The Prescription Charges Coalition has welcomed the UK Government’s promise to scrap harsh proposals that would have ended free prescriptions for 60 to 65-year-olds - but says there still needs to be an urgent review of the outdated prescription charge exemption list.
The Coalition, which brings together around 50 organisations and professional bodies to campaign to scrap prescription charges in England for people with long-term conditions, say the measures would have prevented even more patients from accessing essential medication, which keeps them well and in many cases, alive.
It says prescription charges are leading to patients stopping their medication, cutting tablets in half or only picking up some of their prescriptions due to the crippling cost of living. The Coalition argues that if patients skip their medication it leads to further health problems which cost the NHS significantly more.
The group says prescriptions are unaffordable for many, costing £9.65 for a single item. A three month prescription prepayment certificate (PPC) is £31.25 and a 12 month PPC is £111.60. The recently introduced HRT PPC is £19.30.
Laura Cockram, Chair of the Prescription Charges Coalition and Head of Policy and Campaigns for Parkinson’s UK, said she was relieved the UK Government was not pressing ahead with the worrying proposals but called for a review of the prescription charge exemption list.
She said: “We are pleased to hear the UK Government is scrapping this plan. We know this is a false economy as making people pay for prescriptions can actually cost the NHS more in the long term.
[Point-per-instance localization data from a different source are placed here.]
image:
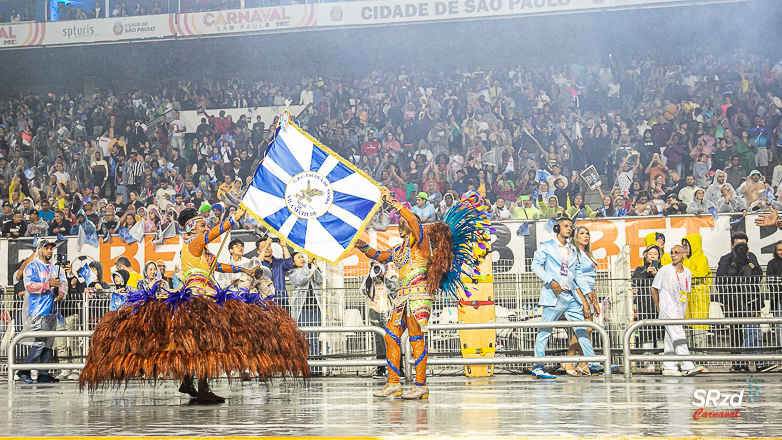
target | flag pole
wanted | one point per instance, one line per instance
(214, 263)
(284, 120)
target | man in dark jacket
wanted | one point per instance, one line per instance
(642, 278)
(738, 279)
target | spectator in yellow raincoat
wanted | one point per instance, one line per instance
(698, 300)
(658, 239)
And we know this policy would have put financial pressure on an older population which we fear could have had disastrous consequences for their health.
“However abandoning this unpopular plan doesn’t address the underlying problem that the prescription charge exemption system needs to be reviewed urgently. It is putting the health of patients at risk which we fear will intensify as the charges increase.
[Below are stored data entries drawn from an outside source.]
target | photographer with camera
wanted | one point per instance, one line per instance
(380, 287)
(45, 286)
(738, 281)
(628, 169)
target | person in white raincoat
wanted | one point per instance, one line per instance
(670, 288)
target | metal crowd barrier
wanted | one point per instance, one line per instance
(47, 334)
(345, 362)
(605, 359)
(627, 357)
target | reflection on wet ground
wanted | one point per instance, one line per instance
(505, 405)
“Right now, people are having to make very difficult choices about whether they feed their families, pay bills or take their medication, which is essential for them staying well. Instead the charges force unwell people to rely more on the NHS, which is already at breaking point.
“The UK Government’s bid to create a healthier nation will fail if it doesn’t commit to reviewing the outdated prescription charge exemption list."